What Jeffrey did differently
He stopped ranking his life against other people’s highlight reels. Jeffrey wrote a New York Times bestseller during the same stretch his company was going through an IPO. The IPO didn’t go well. The bestseller call came from his agent the day before publication. He was on the road, exhausted, miserable. What should have been one of the best moments was not, he said. The walk with his blind 13-year-old dog, post-treatment, was. He stopped comparing his life to other people’s highlight reels and started comparing his Tuesday afternoon to his other Tuesday afternoons.
He understood his father from the inside. Jeffrey’s father had mantle cell lymphoma. Doctors gave him under six months. He lived six and a half years. Four or five years in, Jeffrey asked his father if he had any regrets. His father laughed. No. None. Jeffrey thought he understood it at the time. He didn’t. It took his own diagnosis to realize what his father was actually saying — that the Sabbath meal, the granddaughter on his lap, the ordinary afternoons were the life. The big things weren’t separate from the small ones. The big things were the small ones.
He asked the question backwards. When Jeffrey was scared in the hospital, he didn’t ask “will I die?” He asked “what will I never see again? Who will I never see again?” Same question with a different center of gravity. The first asks what’s worth fearing. The second asks what’s worth protecting. He landed on the dog. Then, months later, the dog laid his head on Jeffrey’s foot one afternoon, and Jeffrey understood what the question was for.
What to do with this
Three things, if you’re in treatment, post-treatment, or watching someone you love go through it:
1. Stop waiting for the perspective shift. It isn’t the cancer that creates it. It’s the meaning-making. You can start that process today, regardless of your diagnosis.

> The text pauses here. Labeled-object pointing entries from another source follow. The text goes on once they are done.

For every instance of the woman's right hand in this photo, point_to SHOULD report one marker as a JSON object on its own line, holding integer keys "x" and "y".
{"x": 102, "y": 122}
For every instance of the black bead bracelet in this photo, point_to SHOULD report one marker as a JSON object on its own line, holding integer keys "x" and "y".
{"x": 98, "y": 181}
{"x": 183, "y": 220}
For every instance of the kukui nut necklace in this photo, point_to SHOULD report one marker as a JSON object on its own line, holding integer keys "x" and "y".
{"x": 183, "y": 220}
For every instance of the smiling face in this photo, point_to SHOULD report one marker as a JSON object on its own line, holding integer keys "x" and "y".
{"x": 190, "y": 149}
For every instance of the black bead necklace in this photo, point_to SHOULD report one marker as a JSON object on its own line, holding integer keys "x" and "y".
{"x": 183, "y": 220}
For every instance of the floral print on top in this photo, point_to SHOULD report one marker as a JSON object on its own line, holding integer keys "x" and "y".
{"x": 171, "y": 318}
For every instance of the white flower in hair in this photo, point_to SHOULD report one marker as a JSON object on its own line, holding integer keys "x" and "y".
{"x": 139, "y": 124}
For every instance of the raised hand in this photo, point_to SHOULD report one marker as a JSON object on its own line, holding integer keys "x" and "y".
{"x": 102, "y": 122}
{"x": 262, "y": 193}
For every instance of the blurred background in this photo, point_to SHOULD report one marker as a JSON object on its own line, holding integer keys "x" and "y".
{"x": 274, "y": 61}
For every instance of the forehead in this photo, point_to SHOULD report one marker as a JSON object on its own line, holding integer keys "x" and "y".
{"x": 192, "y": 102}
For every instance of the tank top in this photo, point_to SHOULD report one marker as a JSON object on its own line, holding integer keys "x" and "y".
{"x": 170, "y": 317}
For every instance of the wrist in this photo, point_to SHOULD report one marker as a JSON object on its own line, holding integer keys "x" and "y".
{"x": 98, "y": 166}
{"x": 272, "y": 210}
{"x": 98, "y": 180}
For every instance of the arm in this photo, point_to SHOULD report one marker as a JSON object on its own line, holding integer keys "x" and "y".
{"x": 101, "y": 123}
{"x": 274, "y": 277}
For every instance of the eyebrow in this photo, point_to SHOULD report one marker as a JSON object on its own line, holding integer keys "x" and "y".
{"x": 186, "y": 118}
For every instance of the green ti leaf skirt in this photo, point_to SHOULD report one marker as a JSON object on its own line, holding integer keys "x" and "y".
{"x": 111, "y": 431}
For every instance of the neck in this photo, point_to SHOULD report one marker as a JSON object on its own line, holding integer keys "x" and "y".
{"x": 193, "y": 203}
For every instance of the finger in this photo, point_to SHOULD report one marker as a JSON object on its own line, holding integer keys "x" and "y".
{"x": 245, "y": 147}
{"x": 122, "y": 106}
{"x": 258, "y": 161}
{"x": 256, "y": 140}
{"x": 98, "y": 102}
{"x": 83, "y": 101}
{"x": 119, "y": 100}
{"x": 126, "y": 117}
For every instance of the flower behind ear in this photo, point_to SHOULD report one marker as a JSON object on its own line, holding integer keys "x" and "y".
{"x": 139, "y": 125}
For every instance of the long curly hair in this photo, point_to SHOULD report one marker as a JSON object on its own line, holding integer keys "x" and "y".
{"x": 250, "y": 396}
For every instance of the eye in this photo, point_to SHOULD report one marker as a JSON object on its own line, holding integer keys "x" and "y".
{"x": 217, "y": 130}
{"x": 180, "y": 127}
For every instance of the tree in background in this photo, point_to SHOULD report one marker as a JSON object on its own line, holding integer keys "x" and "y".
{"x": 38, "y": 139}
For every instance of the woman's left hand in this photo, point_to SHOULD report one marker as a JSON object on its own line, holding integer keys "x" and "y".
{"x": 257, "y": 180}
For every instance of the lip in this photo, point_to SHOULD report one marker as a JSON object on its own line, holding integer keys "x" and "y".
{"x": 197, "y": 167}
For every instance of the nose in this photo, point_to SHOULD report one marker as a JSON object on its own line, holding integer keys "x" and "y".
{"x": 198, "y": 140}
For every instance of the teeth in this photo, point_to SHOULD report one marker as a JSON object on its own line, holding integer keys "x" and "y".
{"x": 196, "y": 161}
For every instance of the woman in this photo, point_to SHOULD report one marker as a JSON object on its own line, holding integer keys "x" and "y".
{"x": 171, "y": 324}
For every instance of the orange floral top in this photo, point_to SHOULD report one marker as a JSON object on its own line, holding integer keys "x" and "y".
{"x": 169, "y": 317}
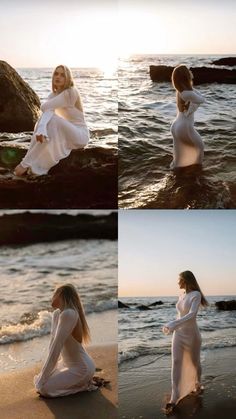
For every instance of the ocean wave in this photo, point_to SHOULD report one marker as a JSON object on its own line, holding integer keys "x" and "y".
{"x": 21, "y": 332}
{"x": 142, "y": 350}
{"x": 102, "y": 306}
{"x": 34, "y": 325}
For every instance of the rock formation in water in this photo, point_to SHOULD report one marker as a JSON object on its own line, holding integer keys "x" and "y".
{"x": 156, "y": 303}
{"x": 231, "y": 61}
{"x": 26, "y": 228}
{"x": 19, "y": 104}
{"x": 122, "y": 305}
{"x": 162, "y": 73}
{"x": 85, "y": 179}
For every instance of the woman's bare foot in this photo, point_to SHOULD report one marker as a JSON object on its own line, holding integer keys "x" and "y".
{"x": 169, "y": 407}
{"x": 40, "y": 138}
{"x": 20, "y": 170}
{"x": 198, "y": 389}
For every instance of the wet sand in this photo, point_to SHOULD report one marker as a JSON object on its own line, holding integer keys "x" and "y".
{"x": 20, "y": 401}
{"x": 144, "y": 389}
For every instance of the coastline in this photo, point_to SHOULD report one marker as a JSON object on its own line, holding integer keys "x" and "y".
{"x": 19, "y": 399}
{"x": 144, "y": 390}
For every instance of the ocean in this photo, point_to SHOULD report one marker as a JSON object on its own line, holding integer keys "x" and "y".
{"x": 140, "y": 332}
{"x": 29, "y": 275}
{"x": 99, "y": 96}
{"x": 146, "y": 111}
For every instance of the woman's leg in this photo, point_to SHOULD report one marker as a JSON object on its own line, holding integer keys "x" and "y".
{"x": 62, "y": 383}
{"x": 177, "y": 359}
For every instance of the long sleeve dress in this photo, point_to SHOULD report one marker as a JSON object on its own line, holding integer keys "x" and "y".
{"x": 188, "y": 148}
{"x": 186, "y": 345}
{"x": 74, "y": 372}
{"x": 64, "y": 127}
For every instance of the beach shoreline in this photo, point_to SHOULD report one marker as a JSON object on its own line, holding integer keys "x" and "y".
{"x": 19, "y": 399}
{"x": 25, "y": 354}
{"x": 144, "y": 390}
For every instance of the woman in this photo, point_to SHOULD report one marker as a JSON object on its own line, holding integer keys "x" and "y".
{"x": 69, "y": 330}
{"x": 60, "y": 129}
{"x": 186, "y": 342}
{"x": 188, "y": 145}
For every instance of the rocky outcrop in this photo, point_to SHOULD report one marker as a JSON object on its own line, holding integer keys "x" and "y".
{"x": 162, "y": 73}
{"x": 226, "y": 305}
{"x": 122, "y": 305}
{"x": 19, "y": 104}
{"x": 143, "y": 307}
{"x": 156, "y": 303}
{"x": 85, "y": 179}
{"x": 26, "y": 228}
{"x": 231, "y": 61}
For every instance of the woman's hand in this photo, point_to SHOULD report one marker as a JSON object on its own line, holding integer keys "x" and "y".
{"x": 166, "y": 330}
{"x": 40, "y": 138}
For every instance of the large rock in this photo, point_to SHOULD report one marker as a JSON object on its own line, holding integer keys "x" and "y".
{"x": 157, "y": 303}
{"x": 85, "y": 179}
{"x": 231, "y": 61}
{"x": 162, "y": 73}
{"x": 226, "y": 305}
{"x": 122, "y": 305}
{"x": 26, "y": 228}
{"x": 19, "y": 104}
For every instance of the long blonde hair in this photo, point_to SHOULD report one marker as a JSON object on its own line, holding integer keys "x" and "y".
{"x": 69, "y": 82}
{"x": 182, "y": 79}
{"x": 191, "y": 284}
{"x": 71, "y": 299}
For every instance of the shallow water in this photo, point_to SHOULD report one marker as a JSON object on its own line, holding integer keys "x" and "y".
{"x": 29, "y": 275}
{"x": 146, "y": 111}
{"x": 140, "y": 332}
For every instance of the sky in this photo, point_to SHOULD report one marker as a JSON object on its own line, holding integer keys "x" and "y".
{"x": 177, "y": 27}
{"x": 93, "y": 33}
{"x": 155, "y": 246}
{"x": 44, "y": 33}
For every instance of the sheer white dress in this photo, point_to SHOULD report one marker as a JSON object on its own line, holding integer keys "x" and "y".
{"x": 186, "y": 345}
{"x": 64, "y": 127}
{"x": 188, "y": 148}
{"x": 74, "y": 371}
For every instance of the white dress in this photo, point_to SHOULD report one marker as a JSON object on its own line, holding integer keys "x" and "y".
{"x": 188, "y": 148}
{"x": 64, "y": 127}
{"x": 74, "y": 372}
{"x": 186, "y": 344}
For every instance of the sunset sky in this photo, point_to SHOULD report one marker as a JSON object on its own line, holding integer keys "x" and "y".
{"x": 177, "y": 27}
{"x": 78, "y": 33}
{"x": 155, "y": 246}
{"x": 93, "y": 33}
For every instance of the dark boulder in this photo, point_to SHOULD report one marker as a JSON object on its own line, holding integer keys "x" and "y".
{"x": 162, "y": 73}
{"x": 25, "y": 228}
{"x": 156, "y": 303}
{"x": 231, "y": 61}
{"x": 122, "y": 305}
{"x": 143, "y": 307}
{"x": 85, "y": 179}
{"x": 226, "y": 305}
{"x": 19, "y": 104}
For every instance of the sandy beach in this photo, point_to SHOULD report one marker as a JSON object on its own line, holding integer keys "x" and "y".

2. Ask the question backwards. Not “will I die?” Try “what will I never see again? Who will I never see again?” That’s the cancer filter — and it points at what’s actually worth protecting.
3. If healthy people in your life tell you how grateful you must be, you don’t have to perform it. You’re allowed to ask them the question Jeffrey asked. Most won’t be ready for it. One or two will come back to you weeks later and tell you it changed something.
Jeffrey said the gift — and he flinched at the word, because he knows how cynical it sounds — is that he learned, three cancers in, that his next minute and his friends’ next minute are identical. It’s just a choice.
He’s right. The literature is on his side. And he was kind enough — and brave enough — to say it out loud for the first time. Jeffrey and I had known each other for years before any of this happened. He didn’t tell me he was sick. He waited until he was through it, then reached out because he wanted his story somewhere it might help someone else find their way through. That’s why this podcast exists. One person’s story becomes a model for the next person who needs one.